This blog post was written before the start of the COVID-19 pandemic when physical distancing and other COVID health and safety protocols were not in effect. The businesses and communities featured in this article may be once again welcoming visitors but please double check as some are only open with limited operations and others have not yet reopened.
In early November, I was honoured to attend the 6th annual International Aboriginal Tourism Conference — co-hosted by the Tsuut’ina Nation on their traditional land in Treaty 7 territory.
The theme of this extraordinary event, which was held at the Grey Eagle Resort & Casino in Calgary, Alberta, was “Raising Our Voices: Building Economy through Indigenous Tourism and Community Stories.”

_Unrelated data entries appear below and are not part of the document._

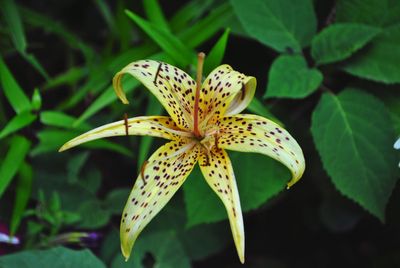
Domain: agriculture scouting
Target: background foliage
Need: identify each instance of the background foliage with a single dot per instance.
(327, 70)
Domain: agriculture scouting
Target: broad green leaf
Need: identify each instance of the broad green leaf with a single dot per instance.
(279, 24)
(50, 140)
(257, 107)
(216, 54)
(11, 162)
(258, 177)
(177, 50)
(36, 64)
(36, 100)
(22, 195)
(371, 12)
(116, 199)
(164, 247)
(124, 25)
(69, 77)
(338, 41)
(106, 14)
(16, 29)
(378, 61)
(155, 14)
(290, 77)
(202, 30)
(11, 16)
(51, 25)
(354, 137)
(153, 108)
(191, 11)
(59, 257)
(13, 92)
(17, 122)
(59, 119)
(202, 241)
(93, 215)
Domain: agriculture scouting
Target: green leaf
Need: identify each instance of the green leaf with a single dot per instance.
(23, 193)
(36, 100)
(155, 14)
(378, 61)
(257, 107)
(338, 41)
(191, 11)
(13, 92)
(279, 24)
(93, 215)
(13, 20)
(216, 54)
(75, 165)
(204, 29)
(371, 12)
(202, 241)
(53, 26)
(72, 75)
(258, 177)
(59, 257)
(354, 137)
(50, 140)
(106, 14)
(59, 119)
(177, 50)
(17, 122)
(289, 77)
(116, 199)
(11, 16)
(10, 164)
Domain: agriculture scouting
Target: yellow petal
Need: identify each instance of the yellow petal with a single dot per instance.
(156, 126)
(160, 178)
(225, 92)
(252, 133)
(173, 87)
(217, 170)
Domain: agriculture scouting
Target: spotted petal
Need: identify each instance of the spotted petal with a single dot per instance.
(173, 87)
(225, 92)
(156, 126)
(217, 170)
(160, 178)
(252, 133)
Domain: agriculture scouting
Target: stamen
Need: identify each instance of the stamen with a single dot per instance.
(243, 91)
(126, 124)
(200, 62)
(184, 149)
(158, 71)
(142, 171)
(216, 140)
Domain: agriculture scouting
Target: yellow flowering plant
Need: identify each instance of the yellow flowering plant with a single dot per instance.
(204, 121)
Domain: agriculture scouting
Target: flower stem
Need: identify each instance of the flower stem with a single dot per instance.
(200, 62)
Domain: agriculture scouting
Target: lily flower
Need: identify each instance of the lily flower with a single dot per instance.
(203, 123)
(397, 146)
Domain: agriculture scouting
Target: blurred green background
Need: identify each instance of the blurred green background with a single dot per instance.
(327, 70)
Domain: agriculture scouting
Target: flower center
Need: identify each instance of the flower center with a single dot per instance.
(210, 137)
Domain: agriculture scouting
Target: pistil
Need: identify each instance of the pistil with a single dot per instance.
(200, 62)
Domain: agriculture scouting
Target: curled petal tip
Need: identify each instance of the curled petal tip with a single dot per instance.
(63, 148)
(241, 259)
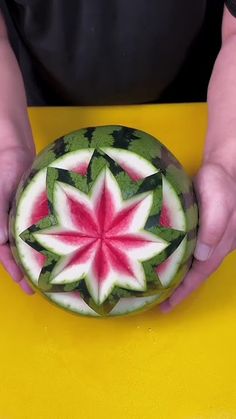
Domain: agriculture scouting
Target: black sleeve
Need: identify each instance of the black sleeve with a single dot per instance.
(231, 5)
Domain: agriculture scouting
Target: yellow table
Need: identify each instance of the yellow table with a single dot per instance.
(182, 365)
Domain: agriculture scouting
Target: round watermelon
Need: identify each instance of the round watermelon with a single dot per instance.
(105, 222)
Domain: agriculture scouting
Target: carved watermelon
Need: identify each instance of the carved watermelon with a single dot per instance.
(105, 222)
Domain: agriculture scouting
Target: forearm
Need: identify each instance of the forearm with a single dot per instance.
(15, 128)
(221, 136)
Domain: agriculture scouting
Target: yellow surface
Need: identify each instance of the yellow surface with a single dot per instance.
(182, 365)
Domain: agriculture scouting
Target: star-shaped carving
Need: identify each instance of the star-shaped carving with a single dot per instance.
(102, 236)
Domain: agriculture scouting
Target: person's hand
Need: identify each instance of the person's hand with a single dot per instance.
(14, 162)
(216, 192)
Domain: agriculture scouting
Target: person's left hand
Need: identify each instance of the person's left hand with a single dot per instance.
(216, 192)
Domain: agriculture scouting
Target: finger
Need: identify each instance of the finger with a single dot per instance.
(26, 287)
(9, 263)
(214, 217)
(199, 272)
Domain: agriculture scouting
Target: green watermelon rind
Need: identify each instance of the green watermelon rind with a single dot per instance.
(116, 136)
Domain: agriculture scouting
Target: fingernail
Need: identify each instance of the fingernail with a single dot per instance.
(3, 236)
(203, 252)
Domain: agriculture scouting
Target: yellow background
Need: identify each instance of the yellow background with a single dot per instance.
(54, 365)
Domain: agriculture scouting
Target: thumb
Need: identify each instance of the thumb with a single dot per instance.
(214, 217)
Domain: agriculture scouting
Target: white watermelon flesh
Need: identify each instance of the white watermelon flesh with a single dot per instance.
(100, 236)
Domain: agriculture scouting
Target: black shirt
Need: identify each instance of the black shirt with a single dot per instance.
(84, 52)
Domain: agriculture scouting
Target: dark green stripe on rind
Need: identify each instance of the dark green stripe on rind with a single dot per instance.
(136, 141)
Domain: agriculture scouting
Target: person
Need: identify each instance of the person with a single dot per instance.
(117, 52)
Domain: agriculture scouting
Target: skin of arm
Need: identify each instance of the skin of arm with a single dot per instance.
(215, 182)
(17, 149)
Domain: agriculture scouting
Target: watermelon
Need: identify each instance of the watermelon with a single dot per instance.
(105, 222)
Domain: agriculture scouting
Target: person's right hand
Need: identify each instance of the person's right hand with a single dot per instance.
(14, 162)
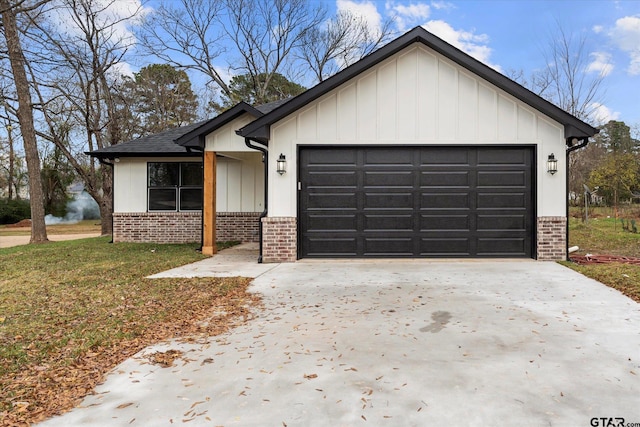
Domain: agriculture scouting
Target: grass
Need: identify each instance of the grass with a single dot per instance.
(82, 227)
(71, 311)
(603, 235)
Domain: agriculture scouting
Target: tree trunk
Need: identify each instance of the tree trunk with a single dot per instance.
(11, 161)
(25, 119)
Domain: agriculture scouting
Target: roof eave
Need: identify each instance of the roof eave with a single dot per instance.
(259, 129)
(196, 138)
(115, 155)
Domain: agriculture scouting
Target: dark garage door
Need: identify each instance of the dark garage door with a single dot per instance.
(416, 202)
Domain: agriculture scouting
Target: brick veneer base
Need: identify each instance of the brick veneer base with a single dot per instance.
(552, 235)
(183, 227)
(279, 239)
(242, 226)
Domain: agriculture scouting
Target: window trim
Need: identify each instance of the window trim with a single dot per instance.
(176, 188)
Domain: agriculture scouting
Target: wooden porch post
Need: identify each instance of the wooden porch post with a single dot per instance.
(209, 204)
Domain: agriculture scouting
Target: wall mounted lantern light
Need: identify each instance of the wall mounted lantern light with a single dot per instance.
(552, 164)
(281, 164)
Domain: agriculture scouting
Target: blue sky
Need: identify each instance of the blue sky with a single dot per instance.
(508, 35)
(512, 35)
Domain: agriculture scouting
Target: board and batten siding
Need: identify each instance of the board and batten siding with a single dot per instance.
(417, 97)
(240, 183)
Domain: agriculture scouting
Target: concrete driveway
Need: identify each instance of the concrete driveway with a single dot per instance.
(397, 343)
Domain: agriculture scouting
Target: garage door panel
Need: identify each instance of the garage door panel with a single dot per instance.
(416, 201)
(444, 156)
(444, 200)
(501, 222)
(442, 247)
(388, 179)
(402, 246)
(330, 179)
(445, 222)
(387, 157)
(502, 157)
(389, 222)
(332, 201)
(388, 200)
(329, 158)
(444, 179)
(502, 179)
(327, 223)
(502, 201)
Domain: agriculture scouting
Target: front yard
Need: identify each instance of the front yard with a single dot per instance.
(71, 311)
(604, 235)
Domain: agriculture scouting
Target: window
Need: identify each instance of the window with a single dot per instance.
(174, 186)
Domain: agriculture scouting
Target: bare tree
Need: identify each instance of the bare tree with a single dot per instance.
(187, 37)
(566, 79)
(24, 112)
(76, 74)
(257, 37)
(341, 41)
(266, 33)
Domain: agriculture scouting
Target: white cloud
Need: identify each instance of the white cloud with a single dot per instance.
(366, 9)
(473, 44)
(601, 114)
(601, 63)
(626, 35)
(442, 5)
(409, 15)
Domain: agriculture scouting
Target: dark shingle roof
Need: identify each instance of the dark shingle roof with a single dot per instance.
(159, 144)
(183, 141)
(259, 129)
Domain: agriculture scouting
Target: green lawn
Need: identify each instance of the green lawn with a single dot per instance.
(70, 311)
(604, 235)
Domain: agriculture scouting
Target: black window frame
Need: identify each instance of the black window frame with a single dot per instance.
(175, 184)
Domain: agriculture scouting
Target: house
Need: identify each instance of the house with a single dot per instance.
(417, 150)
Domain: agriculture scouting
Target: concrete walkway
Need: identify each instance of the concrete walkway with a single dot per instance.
(395, 343)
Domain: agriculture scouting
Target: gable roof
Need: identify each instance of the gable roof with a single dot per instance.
(185, 141)
(259, 129)
(195, 138)
(158, 145)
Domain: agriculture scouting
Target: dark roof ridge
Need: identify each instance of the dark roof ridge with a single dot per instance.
(259, 129)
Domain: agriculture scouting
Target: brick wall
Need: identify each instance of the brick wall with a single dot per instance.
(552, 234)
(242, 226)
(183, 227)
(279, 239)
(157, 227)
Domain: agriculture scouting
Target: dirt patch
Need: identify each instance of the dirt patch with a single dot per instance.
(10, 241)
(20, 224)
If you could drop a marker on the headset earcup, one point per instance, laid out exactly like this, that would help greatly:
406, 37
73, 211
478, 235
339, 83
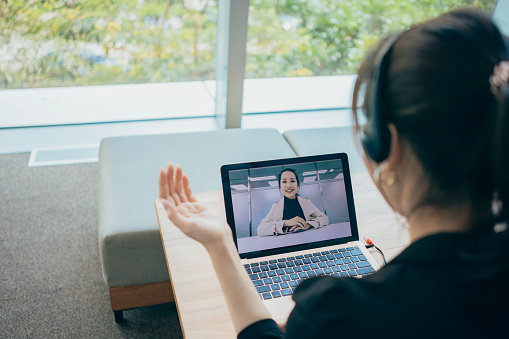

With emcee Hal Eagletail of the Tsuut’ina Nation keeping the pace steady (and fun!), there was an air of genuine excitement throughout the two-day conference, host to a record-breaking 500 plus stakeholders — stakeholders including people from First Nations, Inuit and Métis communities, as well as globally-minded Indigenous and non-Indigenous tourism organizations.
Before a rapt audience on opening day, guest speaker Senator Murray Sinclair, former Chief Commissioner of the Truth & Reconciliation Commission of Canada, declared that when it comes to tourism, Indigenous people need to “think outside the box, but remain inside the circle.”
“As Indigenous people, we have survived a horrific period in the history of our country. It has contributed to dysfunction, damage to our cultures and to a false perception of Indigenous peoples. Our struggles are a reflection of what has been done to us, they are not who we are,” said Senator Sinclair during a touching address.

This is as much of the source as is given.